Kay’s shoulders slumped. “I am a rotten friend, but yes.”
Join the club. And guess what? I’m a worse friend.
Dalton handed her a hundred pounds. “It’s only like paying you for an acting job.”
Kay smiled. “Yeah, it is.”
“How about we make sure they meet up by all of us turning up at the same place?” he suggested. “I’ve got passes for a private party tomorrow night at Ice and Fire.”
Kay’s eyes widened. “The place in Covent Garden?”
Dalton nodded.
“Ash doesn’t go to clubs.”
“Neither does Noah.” Not recently anyway.
Kay clapped her hands. “Then that’s perfect. We each drag them there. They don’t want to be there and they’ll leave with each other.”
Dalton smiled. It couldn’t possibly be that easy. He could see in Kay’s eyes she intended it to be her who left with Noah. Dalton didn’t care either way, so long as it got Noah out of his downward spiral.
“Tell them at the door you’re with the Dalton party but do it quietly. Don’t forget, you don’t know me.”
“Hey, I’m am actress.”
Shit, this is doomed.
* * * * *
Ash stepped off the bus and walked the last couple of hundred yards to the storage facility. She had her hand in her pocket, playing with the key, turning it over and over in her fingers. Once her identification had been checked, she was allowed through into the storage area and walked down aisle G.

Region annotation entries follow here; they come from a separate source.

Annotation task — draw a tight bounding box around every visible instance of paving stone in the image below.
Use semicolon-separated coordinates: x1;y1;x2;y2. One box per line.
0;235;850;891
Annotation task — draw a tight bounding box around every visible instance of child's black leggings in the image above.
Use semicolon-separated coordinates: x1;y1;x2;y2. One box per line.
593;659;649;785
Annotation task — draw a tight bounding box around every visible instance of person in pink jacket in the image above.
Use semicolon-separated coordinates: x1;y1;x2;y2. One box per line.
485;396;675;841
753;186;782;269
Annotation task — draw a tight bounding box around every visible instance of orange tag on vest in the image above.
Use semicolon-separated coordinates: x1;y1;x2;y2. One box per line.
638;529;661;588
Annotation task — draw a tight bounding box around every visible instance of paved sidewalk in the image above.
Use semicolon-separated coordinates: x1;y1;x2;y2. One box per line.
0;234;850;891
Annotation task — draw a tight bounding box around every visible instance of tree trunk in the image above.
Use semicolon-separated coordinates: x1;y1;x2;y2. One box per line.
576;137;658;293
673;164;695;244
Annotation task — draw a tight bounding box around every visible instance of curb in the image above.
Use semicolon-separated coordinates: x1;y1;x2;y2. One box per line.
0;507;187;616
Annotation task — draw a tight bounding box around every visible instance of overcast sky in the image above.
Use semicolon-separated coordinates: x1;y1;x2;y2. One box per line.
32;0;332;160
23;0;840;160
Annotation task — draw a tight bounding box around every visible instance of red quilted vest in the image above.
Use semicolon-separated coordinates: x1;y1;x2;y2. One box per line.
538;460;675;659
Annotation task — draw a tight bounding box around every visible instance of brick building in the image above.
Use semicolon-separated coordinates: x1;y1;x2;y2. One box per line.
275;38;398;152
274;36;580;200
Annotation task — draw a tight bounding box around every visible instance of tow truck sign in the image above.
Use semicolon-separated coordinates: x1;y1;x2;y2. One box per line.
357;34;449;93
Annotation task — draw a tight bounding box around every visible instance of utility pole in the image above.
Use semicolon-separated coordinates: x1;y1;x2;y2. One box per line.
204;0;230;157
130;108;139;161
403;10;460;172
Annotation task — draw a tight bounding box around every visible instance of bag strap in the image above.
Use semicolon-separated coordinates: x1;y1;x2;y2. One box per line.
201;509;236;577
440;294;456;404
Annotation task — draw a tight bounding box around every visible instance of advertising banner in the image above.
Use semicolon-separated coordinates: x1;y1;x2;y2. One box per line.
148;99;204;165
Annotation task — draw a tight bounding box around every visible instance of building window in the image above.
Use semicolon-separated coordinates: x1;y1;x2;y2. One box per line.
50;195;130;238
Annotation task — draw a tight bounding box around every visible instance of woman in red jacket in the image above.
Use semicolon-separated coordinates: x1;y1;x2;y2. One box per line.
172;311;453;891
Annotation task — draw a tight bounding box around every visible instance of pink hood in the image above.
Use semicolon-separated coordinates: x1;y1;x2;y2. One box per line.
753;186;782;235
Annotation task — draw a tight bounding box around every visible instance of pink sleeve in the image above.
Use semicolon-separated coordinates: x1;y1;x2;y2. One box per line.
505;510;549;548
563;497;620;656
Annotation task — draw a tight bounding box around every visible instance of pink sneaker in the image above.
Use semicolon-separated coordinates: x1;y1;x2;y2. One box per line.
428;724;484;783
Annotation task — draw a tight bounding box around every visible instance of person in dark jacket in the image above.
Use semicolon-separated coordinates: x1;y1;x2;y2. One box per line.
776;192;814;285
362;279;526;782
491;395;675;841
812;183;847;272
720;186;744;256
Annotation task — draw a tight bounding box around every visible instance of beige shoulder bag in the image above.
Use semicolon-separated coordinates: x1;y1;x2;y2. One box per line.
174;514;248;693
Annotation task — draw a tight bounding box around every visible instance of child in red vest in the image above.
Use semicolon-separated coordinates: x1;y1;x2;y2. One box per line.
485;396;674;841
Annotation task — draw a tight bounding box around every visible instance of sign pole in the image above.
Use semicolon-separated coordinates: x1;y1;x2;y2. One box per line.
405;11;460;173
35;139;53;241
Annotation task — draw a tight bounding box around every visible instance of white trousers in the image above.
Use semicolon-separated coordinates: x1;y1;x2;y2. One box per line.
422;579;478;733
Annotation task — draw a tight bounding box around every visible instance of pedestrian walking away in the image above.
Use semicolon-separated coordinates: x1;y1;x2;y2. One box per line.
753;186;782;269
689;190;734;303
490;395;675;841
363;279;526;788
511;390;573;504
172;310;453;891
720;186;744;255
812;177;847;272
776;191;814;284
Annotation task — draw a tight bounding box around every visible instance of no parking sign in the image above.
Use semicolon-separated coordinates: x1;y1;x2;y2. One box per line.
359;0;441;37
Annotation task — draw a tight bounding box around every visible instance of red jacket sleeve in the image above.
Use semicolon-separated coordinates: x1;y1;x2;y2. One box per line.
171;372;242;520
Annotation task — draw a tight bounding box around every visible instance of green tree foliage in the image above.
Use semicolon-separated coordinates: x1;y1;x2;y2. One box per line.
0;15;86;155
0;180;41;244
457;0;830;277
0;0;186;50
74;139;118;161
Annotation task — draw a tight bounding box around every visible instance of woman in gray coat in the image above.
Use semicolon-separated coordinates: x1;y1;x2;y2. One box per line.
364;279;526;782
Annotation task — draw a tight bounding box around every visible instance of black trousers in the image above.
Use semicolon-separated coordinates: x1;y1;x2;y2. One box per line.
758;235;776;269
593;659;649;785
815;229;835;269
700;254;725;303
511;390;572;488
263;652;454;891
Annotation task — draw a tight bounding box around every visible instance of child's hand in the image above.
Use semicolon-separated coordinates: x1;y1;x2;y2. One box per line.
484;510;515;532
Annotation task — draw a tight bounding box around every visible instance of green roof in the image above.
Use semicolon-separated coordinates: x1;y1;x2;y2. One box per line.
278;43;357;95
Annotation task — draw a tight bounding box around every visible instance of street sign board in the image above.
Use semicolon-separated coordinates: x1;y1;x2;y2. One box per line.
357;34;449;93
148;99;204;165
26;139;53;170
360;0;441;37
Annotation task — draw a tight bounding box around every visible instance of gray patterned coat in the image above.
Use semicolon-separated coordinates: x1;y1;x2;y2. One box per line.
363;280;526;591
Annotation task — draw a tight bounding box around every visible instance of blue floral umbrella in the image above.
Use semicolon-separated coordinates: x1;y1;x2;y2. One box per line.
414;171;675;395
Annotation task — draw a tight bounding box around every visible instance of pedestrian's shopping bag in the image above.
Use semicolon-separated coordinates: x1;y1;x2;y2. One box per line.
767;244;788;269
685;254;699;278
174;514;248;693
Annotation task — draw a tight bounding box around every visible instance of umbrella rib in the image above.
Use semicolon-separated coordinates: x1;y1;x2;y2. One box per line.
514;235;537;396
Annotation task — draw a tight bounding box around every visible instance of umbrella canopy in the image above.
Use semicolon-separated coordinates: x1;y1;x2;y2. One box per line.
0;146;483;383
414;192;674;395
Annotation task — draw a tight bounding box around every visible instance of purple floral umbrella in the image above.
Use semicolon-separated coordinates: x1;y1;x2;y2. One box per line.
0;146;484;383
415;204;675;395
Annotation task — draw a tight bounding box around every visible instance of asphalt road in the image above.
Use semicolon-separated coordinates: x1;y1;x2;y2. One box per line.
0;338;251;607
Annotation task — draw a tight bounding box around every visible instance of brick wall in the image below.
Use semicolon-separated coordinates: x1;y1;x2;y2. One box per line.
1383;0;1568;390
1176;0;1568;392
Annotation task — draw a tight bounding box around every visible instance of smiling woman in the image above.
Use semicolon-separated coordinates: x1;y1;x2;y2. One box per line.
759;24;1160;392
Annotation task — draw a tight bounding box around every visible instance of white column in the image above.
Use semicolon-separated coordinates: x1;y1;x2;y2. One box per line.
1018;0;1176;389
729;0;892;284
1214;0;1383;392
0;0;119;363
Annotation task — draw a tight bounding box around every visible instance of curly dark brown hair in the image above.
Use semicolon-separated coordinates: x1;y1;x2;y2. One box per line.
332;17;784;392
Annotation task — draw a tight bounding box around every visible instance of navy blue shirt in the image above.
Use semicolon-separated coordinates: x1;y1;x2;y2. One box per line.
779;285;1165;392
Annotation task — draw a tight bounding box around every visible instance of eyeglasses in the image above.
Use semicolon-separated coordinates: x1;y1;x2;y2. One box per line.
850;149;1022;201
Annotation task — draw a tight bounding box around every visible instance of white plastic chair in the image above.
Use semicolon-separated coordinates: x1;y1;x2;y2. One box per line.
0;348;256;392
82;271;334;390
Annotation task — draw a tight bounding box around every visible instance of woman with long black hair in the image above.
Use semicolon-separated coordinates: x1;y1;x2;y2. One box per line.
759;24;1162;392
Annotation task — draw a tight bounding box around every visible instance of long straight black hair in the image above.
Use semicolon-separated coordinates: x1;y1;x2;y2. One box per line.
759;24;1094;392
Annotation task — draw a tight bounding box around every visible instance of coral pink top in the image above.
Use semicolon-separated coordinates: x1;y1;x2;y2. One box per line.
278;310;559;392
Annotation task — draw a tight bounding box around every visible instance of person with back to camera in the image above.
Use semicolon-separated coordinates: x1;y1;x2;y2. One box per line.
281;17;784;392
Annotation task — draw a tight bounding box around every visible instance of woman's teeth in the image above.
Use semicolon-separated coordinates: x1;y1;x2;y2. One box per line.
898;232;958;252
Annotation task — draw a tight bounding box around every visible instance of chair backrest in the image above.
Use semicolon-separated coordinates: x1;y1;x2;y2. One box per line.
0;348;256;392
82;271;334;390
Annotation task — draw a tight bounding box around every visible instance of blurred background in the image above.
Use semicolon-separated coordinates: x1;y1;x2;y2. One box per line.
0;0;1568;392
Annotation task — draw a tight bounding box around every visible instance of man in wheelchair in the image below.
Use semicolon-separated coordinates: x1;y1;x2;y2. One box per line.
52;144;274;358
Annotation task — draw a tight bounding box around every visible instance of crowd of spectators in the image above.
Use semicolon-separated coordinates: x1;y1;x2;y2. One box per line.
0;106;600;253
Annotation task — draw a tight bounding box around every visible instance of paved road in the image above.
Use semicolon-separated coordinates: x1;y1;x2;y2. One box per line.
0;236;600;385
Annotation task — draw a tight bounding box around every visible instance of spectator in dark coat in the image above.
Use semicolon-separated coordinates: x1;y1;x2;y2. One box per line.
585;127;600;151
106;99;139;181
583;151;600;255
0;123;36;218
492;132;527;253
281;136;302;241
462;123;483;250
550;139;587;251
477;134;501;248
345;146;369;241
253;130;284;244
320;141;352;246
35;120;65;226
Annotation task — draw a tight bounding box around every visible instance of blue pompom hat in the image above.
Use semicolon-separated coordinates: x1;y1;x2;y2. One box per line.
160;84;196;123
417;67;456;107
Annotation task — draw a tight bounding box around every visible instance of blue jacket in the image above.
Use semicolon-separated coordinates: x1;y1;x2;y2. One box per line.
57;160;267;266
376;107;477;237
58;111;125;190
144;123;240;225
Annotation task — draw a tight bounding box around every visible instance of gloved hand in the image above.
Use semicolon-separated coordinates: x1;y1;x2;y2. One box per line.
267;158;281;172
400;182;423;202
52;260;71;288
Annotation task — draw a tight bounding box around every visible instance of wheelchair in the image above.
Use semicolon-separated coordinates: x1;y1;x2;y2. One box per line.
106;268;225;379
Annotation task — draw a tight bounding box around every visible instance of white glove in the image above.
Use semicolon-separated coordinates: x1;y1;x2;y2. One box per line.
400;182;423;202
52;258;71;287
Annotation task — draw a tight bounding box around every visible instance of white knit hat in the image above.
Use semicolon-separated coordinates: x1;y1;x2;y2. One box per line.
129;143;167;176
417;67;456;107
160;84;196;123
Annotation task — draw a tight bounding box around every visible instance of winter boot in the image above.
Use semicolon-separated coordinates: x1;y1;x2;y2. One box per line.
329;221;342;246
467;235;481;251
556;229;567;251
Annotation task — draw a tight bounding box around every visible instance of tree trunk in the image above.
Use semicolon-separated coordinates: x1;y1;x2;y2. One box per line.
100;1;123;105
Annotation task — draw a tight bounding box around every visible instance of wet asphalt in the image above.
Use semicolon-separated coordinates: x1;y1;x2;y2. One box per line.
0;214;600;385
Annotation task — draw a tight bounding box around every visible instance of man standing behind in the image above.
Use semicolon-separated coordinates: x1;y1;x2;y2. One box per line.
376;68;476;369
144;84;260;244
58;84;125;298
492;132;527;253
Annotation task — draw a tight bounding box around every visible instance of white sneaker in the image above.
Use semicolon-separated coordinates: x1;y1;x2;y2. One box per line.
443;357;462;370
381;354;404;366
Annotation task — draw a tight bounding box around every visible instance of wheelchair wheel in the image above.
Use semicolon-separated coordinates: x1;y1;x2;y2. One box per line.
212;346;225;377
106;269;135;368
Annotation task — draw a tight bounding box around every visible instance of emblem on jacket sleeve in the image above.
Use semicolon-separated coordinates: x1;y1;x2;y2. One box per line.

Unit seventeen was the size of a small shed, about seven feet tall and four feet wide. Ash unfastened the padlock. She was the only one with a key, the only one who could get inside. Once the light was on, she closed herself in. If anyone had seen her and peeked into the unit, they’d wonder why she needed this amount of space to store so little, but Ash liked the privacy, the way she could sit and be alone with her things.
The first thing she always did was to take Teddy Robinson from his box and sit him on her knee. A lady at school had given him to her when she’d seen Ash staring at bric-a-brac brought in for a sale. Teddy had been tatty even then, but years of hugging him, years of hiding him had taken their toll. His ear was hardly attached, the stuffing was coming out of his back. Next time, she’d bring a needle and sew him up. He hid a treasure too, something Ash had found. A butterfly necklace. She’d never been able to wear it. It would have been taken off her, but she liked to play with and run her fingers over the shiny stones. Ash hadn’t looked at the necklace in years. She liked that Teddy had a secret too.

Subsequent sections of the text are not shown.